Friday, December 19, 2014
Sin, forgiveness, and the Post Office -- not a love affair
Among the peculiarities of our constitutional arrangement is its indifference to love. A traditional Christian polity would be structured around the common obligation to worship God, a sacrificial act of love, and from that would follow many other obligations to be particularlized by the polity. Our Constitution, however, rooted and limited in the project of power-checking-power -- whatever the respective faiths of the men who framed it -- designedly sidelines love, particularly in the form of public worship. No public worship here, that's for sure. With love goes forgiveness, however. Again, with love goes forgiveness. I confess, therefore, uncertainty about how modern states can do anything involving forgiveness. The suggestion that the Post Office can forgive is risible; it commits a category mistake. But it's not unthinkable, is it, that the governing authority could, one day yet, announce, introduce, and advance the ends of love, including in the form of forgiveness. The sorry, ongoing celebration of pluralism per se could yet yield to a collective life rooted in the truth of love and the forgiveness it alone grounds. Love has become a Hallmark term that almost preempts the field, and so the manifestation of love in the form of forgiveness merits special reconstruction, here in the words of Remi Brague:
A mistake that, perhaps, is even more freighted with consequences [than the mistakes of confusing sin with pleasure or misunderstanding the way in which sin "offends" God] is the one that consists in separating the two terms, "remission" and "sin," which are united in the Christian confession of faith. Once they are separated, the two ideas are placed in a certain order, according to which the idea of sin occupies the first place. A certain Christian apologetics has succumbed to this temptation. It proceeds by attempting to convince man (and above all, "modern man," who is deemed more difficult to convince . . .) that he is a sinner and that he therefore has need of redemption (which, then, would be proposed to him, in second place).  In this optic, one can lament the purported "loss of the sense of sin," as if it complicated the matter, even made it impossible, because depribiving sin of its foundation.

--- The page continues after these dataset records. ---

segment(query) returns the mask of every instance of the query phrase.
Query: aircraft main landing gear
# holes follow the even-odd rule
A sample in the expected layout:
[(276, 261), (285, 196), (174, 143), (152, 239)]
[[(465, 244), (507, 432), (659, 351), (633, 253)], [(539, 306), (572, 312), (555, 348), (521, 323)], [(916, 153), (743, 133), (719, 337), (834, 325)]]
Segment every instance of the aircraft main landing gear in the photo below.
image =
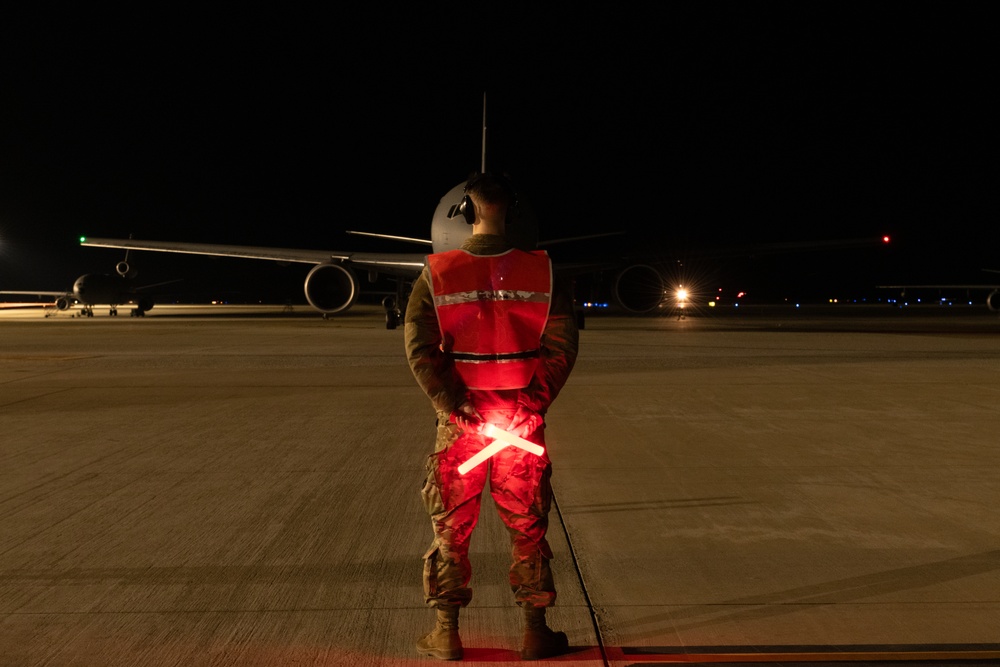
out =
[(396, 296), (387, 296), (382, 299), (382, 307), (385, 308), (386, 329), (395, 329), (403, 321), (411, 287), (405, 280), (399, 279), (396, 281)]
[(399, 308), (396, 307), (396, 299), (391, 296), (385, 297), (382, 299), (382, 307), (385, 308), (385, 328), (395, 329), (398, 327), (403, 317)]

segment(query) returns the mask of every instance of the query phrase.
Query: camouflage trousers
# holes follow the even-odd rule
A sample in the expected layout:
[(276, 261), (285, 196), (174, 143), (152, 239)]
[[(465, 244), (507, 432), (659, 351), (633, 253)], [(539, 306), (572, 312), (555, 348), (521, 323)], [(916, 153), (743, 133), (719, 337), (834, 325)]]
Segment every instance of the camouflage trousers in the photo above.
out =
[[(483, 410), (486, 421), (505, 428), (513, 410)], [(528, 440), (544, 445), (543, 428)], [(466, 606), (472, 600), (469, 581), (469, 540), (479, 519), (483, 490), (490, 495), (510, 534), (512, 563), (510, 587), (519, 605), (548, 607), (556, 591), (549, 569), (552, 550), (545, 540), (552, 487), (548, 453), (537, 456), (506, 447), (468, 471), (458, 466), (472, 458), (491, 440), (466, 433), (438, 415), (434, 453), (427, 458), (427, 478), (421, 495), (431, 517), (434, 542), (424, 555), (424, 599), (431, 607)]]

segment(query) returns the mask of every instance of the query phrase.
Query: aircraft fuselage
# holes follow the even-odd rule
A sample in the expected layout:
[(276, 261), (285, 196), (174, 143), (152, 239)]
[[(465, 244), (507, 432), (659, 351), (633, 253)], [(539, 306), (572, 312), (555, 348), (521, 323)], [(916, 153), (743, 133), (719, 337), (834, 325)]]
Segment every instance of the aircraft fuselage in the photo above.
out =
[[(77, 278), (73, 283), (73, 297), (83, 306), (87, 315), (93, 314), (96, 305), (108, 305), (112, 315), (118, 313), (118, 306), (130, 301), (136, 302), (133, 315), (142, 315), (153, 307), (152, 300), (137, 299), (128, 278), (107, 273), (87, 273)], [(68, 305), (65, 304), (66, 307)], [(59, 307), (63, 309), (63, 305)]]
[[(461, 247), (472, 236), (472, 225), (459, 211), (465, 196), (466, 181), (449, 190), (434, 209), (431, 218), (431, 245), (434, 252), (445, 252)], [(522, 250), (534, 250), (538, 245), (538, 217), (531, 205), (518, 197), (517, 207), (507, 222), (507, 239)]]

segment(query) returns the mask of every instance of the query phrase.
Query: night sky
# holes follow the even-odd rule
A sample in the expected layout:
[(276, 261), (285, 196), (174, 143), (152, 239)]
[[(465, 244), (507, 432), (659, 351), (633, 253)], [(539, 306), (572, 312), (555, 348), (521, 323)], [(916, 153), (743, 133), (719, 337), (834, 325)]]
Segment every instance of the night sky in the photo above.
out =
[[(536, 4), (5, 19), (0, 289), (110, 272), (83, 234), (419, 252), (345, 231), (428, 237), (479, 166), (484, 92), (489, 166), (543, 239), (624, 231), (597, 250), (778, 296), (996, 279), (988, 4)], [(301, 299), (307, 270), (132, 260), (197, 295)]]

In doing so, one allows oneself to be misled by an analogy. Most often, of course, the evil precedes the remedy, and it is necessary to become aware of the evil in order to experience the need for the remedy. Thus, because I see that my teeth are crooked, I know that I need to go to the dentist. However, the Creed confesses faith in "the remission of sins," not in sin. What is an article of faith is not sin, but rather its remission.
R. Brague, On the God of the Christians (and on one or two others) (St. Augustine's Press, 2013), 144-45.